Pershing Square Capital Management LP founder Bill Ackman is also nursing a paper loss on his short bet on Herbalife Ltd., a weight-loss and nutritional supplement company, which he has accused of being a pyramid scheme.

Jennifer Burner, a spokeswoman for Pershing Square, and Daphne Avila, a spokeswoman for J.C. Penney, declined to comment.

Board Anger

Ackman stepped down from J.C. Penney’s board after sparring with his fellow directors over his push to replace Mike Ullman, who succeeded Johnson in April as interim CEO. He drew the board’s anger in the previous week by making public a letter he sent to directors saying he had persuaded former J.C. Penney CEO Allen Questrom to agree to return as chairman if he approved of the next CEO.

Pershing Square became J.C. Penney’s largest shareholder in October 2010. Ackman joined the board in February 2011 and began pushing for changes, assuming the activist investor role he took at other companies, including Target Corp.

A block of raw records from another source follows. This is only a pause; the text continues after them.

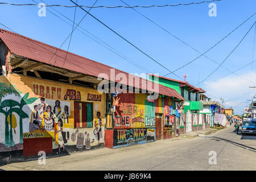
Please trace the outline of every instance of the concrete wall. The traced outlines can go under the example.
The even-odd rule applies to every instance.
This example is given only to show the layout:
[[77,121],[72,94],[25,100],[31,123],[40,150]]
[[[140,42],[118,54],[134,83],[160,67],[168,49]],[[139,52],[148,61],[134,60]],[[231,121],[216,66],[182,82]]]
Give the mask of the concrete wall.
[[[24,149],[24,156],[37,155],[40,150],[52,151],[58,147],[59,143],[54,140],[54,136],[60,118],[63,122],[63,136],[67,139],[65,141],[67,151],[72,152],[97,147],[98,135],[96,132],[94,122],[89,127],[75,126],[76,101],[92,103],[93,121],[97,118],[97,112],[100,112],[102,125],[101,131],[99,132],[98,143],[104,144],[106,100],[105,95],[99,94],[97,90],[15,74],[0,76],[0,151]],[[92,96],[100,95],[101,100],[96,101],[95,98],[92,100],[88,94]],[[35,125],[33,123],[32,113],[34,106],[38,108],[41,104],[42,97],[45,98],[46,106],[51,106],[52,111],[57,100],[60,105],[59,109],[56,107],[53,119],[49,121],[43,119],[42,108],[39,115],[43,120],[39,119],[39,123]],[[82,108],[80,109],[81,110],[77,113],[80,121],[84,121],[81,118]],[[67,110],[69,117],[64,119],[65,115],[68,115]],[[60,114],[56,116],[58,112]],[[26,154],[24,154],[24,151]]]

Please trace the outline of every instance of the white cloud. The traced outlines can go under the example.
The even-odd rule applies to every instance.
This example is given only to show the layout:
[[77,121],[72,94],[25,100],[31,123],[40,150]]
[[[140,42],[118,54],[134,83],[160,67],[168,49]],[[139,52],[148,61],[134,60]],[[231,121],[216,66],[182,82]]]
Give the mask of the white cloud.
[[[256,82],[256,72],[249,72],[241,76],[230,75],[216,81],[205,82],[205,90],[207,93],[221,97],[224,99],[224,106],[233,107],[237,113],[241,113],[248,105],[247,100],[256,94],[255,88],[249,89],[250,86],[256,86],[256,84],[254,85],[249,80]],[[220,102],[220,100],[214,100]]]

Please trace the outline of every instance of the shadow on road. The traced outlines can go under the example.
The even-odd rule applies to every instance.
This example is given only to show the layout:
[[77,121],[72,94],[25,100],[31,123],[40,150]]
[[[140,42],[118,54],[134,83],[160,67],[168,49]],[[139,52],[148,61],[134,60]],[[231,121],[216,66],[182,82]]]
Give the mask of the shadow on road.
[[[239,135],[239,134],[238,134],[238,135]],[[220,140],[225,141],[225,142],[226,142],[228,143],[233,144],[234,144],[235,146],[237,146],[238,147],[241,147],[242,148],[249,150],[250,150],[251,151],[256,152],[256,148],[253,148],[253,147],[249,147],[249,146],[246,146],[246,145],[244,145],[244,144],[241,144],[241,143],[237,143],[237,142],[233,142],[232,140],[228,140],[228,139],[225,139],[225,138],[217,137],[217,136],[204,136],[204,137],[212,138],[212,139],[215,140],[216,141],[220,141]]]

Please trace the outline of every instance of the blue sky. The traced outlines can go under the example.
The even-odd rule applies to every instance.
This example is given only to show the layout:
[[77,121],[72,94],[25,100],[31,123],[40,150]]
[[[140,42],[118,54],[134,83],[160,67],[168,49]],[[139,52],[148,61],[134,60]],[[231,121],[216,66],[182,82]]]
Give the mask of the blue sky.
[[[38,3],[42,2],[40,0],[35,1]],[[43,1],[48,5],[72,5],[68,0]],[[131,6],[146,6],[175,5],[203,1],[124,1]],[[21,1],[7,0],[2,2],[34,3],[30,0],[22,1],[22,2]],[[92,6],[94,2],[94,0],[78,1],[79,5],[86,6]],[[208,15],[209,3],[170,7],[137,8],[136,10],[198,51],[204,52],[256,11],[255,0],[222,0],[216,2],[215,3],[217,5],[216,17],[210,17]],[[125,5],[119,0],[98,0],[96,5],[111,6]],[[72,24],[72,22],[52,9],[47,9]],[[74,8],[54,9],[73,20]],[[39,9],[36,6],[0,5],[2,15],[0,16],[0,22],[21,35],[59,47],[70,34],[72,26],[49,11],[47,11],[46,16],[39,17],[38,15]],[[86,10],[88,10],[89,9]],[[97,8],[92,9],[90,12],[170,70],[175,70],[200,55],[132,9]],[[84,11],[77,9],[76,22],[78,23],[84,14]],[[206,55],[220,64],[255,20],[256,15]],[[146,68],[151,73],[159,73],[160,76],[168,73],[168,71],[154,63],[89,15],[85,17],[80,26],[129,57],[129,60]],[[0,27],[5,29],[1,25]],[[224,63],[223,67],[233,71],[251,62],[254,30],[254,27],[251,30],[238,48]],[[67,50],[68,46],[68,41],[62,48]],[[69,51],[131,73],[146,73],[145,71],[141,70],[121,59],[77,30],[73,34]],[[254,49],[254,60],[255,57]],[[188,82],[195,85],[217,67],[217,64],[202,56],[175,73],[181,77],[184,74],[188,74]],[[240,76],[231,74],[220,79],[229,73],[225,68],[221,67],[207,80],[197,86],[203,88],[211,95],[217,97],[222,97],[224,98],[224,106],[233,106],[235,113],[240,114],[244,107],[250,103],[247,100],[251,99],[253,94],[256,94],[256,89],[253,90],[253,89],[249,88],[249,86],[254,86],[253,84],[247,80],[256,82],[255,70],[256,62],[254,62],[253,67],[250,65],[236,72]],[[168,77],[179,79],[172,74]],[[217,98],[212,98],[218,101]]]

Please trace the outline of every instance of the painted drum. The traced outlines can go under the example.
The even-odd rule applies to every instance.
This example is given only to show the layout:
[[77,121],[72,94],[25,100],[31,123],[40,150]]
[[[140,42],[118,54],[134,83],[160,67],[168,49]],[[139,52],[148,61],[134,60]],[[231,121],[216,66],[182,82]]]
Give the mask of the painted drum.
[[44,121],[44,128],[47,131],[52,130],[52,125],[53,121],[50,119],[50,121],[45,120]]

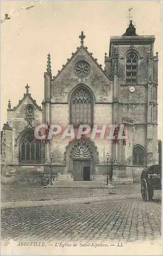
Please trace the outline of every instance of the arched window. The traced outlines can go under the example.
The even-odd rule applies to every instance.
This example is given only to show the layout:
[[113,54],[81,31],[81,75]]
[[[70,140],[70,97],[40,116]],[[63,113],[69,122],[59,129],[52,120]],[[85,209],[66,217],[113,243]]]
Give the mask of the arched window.
[[40,143],[36,140],[32,130],[28,131],[20,139],[19,161],[27,163],[37,163],[41,161]]
[[80,87],[71,99],[71,123],[75,125],[92,124],[93,99],[90,93]]
[[29,105],[26,108],[26,118],[34,118],[34,107],[32,105]]
[[126,57],[126,81],[136,82],[137,78],[137,56],[133,52]]
[[137,165],[143,165],[145,162],[145,151],[139,146],[133,150],[133,163]]

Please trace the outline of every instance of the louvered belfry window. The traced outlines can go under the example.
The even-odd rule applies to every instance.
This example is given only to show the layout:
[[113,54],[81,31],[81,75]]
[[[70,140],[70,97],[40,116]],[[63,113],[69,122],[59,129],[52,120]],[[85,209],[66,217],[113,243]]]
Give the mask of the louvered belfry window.
[[137,78],[137,56],[134,52],[130,52],[126,59],[126,81],[136,82]]
[[19,160],[27,163],[40,162],[41,145],[36,140],[33,131],[28,131],[20,139]]
[[87,90],[81,87],[76,91],[72,96],[71,105],[71,124],[92,124],[93,100]]

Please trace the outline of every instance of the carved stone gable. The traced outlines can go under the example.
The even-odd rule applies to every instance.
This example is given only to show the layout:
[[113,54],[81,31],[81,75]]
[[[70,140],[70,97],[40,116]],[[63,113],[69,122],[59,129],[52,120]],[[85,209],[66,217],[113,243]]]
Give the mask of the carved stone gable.
[[93,152],[90,145],[86,141],[78,141],[71,151],[72,157],[77,158],[91,158]]

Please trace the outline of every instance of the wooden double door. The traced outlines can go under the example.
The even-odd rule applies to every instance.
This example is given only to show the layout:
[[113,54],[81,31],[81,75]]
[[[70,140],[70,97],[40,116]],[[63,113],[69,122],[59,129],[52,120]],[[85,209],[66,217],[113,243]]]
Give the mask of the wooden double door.
[[74,181],[90,180],[90,160],[75,159],[73,160]]

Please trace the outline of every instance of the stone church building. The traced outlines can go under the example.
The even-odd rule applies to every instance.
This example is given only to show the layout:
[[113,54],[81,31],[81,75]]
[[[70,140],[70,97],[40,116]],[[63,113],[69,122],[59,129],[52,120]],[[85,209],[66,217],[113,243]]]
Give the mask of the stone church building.
[[[33,98],[28,84],[16,106],[12,108],[9,100],[1,133],[3,173],[48,175],[52,153],[52,174],[58,181],[106,182],[109,174],[115,184],[139,181],[143,166],[158,163],[158,57],[157,52],[153,54],[154,36],[138,35],[131,20],[124,34],[111,36],[104,69],[84,46],[83,32],[79,37],[80,46],[56,76],[48,54],[42,106]],[[38,140],[34,131],[41,124],[46,125],[47,134],[52,124],[62,131],[52,139]],[[108,139],[113,124],[118,127],[113,139]],[[94,139],[90,133],[80,139],[61,138],[70,124],[75,134],[81,124],[91,129],[95,125],[99,132],[103,127],[109,130],[102,139],[99,132]],[[118,139],[121,124],[126,139]]]

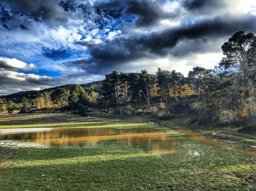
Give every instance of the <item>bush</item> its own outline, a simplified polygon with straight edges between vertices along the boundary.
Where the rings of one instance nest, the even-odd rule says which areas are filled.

Four months later, J.C. Penney chose Johnson to replace Ullman as CEO, hiring him away from heading Apple Inc.’s successful stores.

Johnson’s strategy flopped, leading to a $985 million loss for the year ended in February as sales plunged 25 percent to the lowest since at least 1987.

It’s been a tough year for Ackman. His $11.2 billion Pershing Square is trailing many of its biggest rivals this year with a 3.7 percent return through July in his largest fund.

Herbalife Bet

Ackman is also nursing a paper loss on his short bet on Herbalife Ltd. (HLF), a weight-loss and nutritional supplement company, which he has accused of being a pyramid scheme. The company has repeatedly denied the accusation. Carl Icahn and George Soros’s family office have taken the other side of the bet, helping the shares almost double in value this year.

Ackman’s career has been dotted with both high-profile wins and jaw-dropping losses. He raised a $2 billion fund to invest in retailer Target in 2007, and then lost 90 percent of the money in the next two years. At the time he called it “one of the greatest disappointments” of his career.

The J.C. Penney offering is expected to close Aug. 30, Pershing Square said.

At least one large investor has pulled money over Pershing Square’s performance. Soros Fund Management LLC, the family office of billionaire Soros, asked to withdraw about $250 million from Pershing Square last year. Because Ackman’s firm only gives back a portion of investor cash each quarter, Soros won’t get all its money back until next year.

Penney Turnaround

The turnaround that eluded Johnson at J.C. Penney may be gathering steam under Ullman. Since replacing Johnson in April, Ullman has revived discounting and brought back merchandise to attract core customers while shoring up J.C. Penney’s cash balance with a $2.25 billion loan and an $850 million drawdown from a revolving credit facility.

In the second quarter, the retailer’s sales decline slowed. Revenue in the quarter ended Aug. 3 fell 12 percent to $2.66 billion, less than the 23 percent drop in the same period last year.

Ullman has also attracted other hedge fund investors besides Soros and Icahn who back his strategy. J. Kyle Bass, who focuses on corporate turnarounds, has accumulated a long position in J.C. Penney this month by buying the company’s secured loans, according to a person familiar with the matter, who asked not to be named because the information is private.

To keep the turnaround going, Ullman will have to preserve cash. J.C. Penney said on Aug. 20 when it announced its quarterly results that it expected to end the year with more than $1.5 billion in liquidity and that the forecast doesn’t assume outside financing.